The Spurs are looking to kick in $500 million for a downtown arena, spend another $500 million on nearby development projects, and contribute $60 million for childcare initiatives, discount tickets and other offerings in an effort to persuade San Antonio and Bexar County leaders and voters to support public funding for the facility.

Sure, that’s a choice. It almost certainly doesn’t help that Holt was very specific about the $500 million share he proposes to cover — plus cost overruns, though what constitutes a cost overrun on an arena with no established projected cost is an interesting epistemological question — but much more handwavy about where the public money would come from: He wants $500 million in business tax and hotel tax revenue from the city, plus an undetermined amount of money from Bexar County, perhaps $175 million of which would come from a 0.25% hike in hotel and rental car taxes set to go before voters this November. Journalism shuns a hard-number vacuum, so “Spurs owner offers $500m toward arena” works better as a headline than “Spurs owner asking taxpayers for unknown hundreds of millions toward arena,” even before considering that the former is what was boldfaced in Holt’s open letter, anything in boldface must be important and true, that’s just how it works, right?

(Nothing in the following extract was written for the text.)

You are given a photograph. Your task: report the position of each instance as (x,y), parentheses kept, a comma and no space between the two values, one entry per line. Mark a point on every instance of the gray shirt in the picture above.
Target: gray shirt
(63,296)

News4SanAntonio did a slightly better job of laying out the relative costs, with a pie chart showing $500 million coming from Holt, $500 million from the city, and $200 million from the county — though the reporter then undercut that by pointing to each section of the pie and saying “this doesn’t come from your tax money, this doesn’t come from your tax money, this doesn’t come from your tax money,” which is a funny way of describing a chart where two of the sections are literally tax money. The argument is presumably that because it’s only “tourists” who pay hotel and car rental taxes (not really, but let’s go with it), this is free money — but regardless it’s money the city and county could raise to spend on anything other than a new toy for the local NBA owner, so it’s still a net loss.

There’s still a ways to go on the proposed Spurs arena deal, including that November vote to authorize county tax hikes, and San Antonio Mayor Gina Ortiz Jones is already making noise about asking Holt to kick in more from naming rights, merchandise, ticket, and concession sales, especially since the city is projecting a $220 million budget deficit by 2030. Still, this is a “transformative” plan called “Project Marvel,” who can say no to that, everyone loves things called “Marvel,” right? Oh, hmm, maybe Holt should rebrand this as Project Cinephile.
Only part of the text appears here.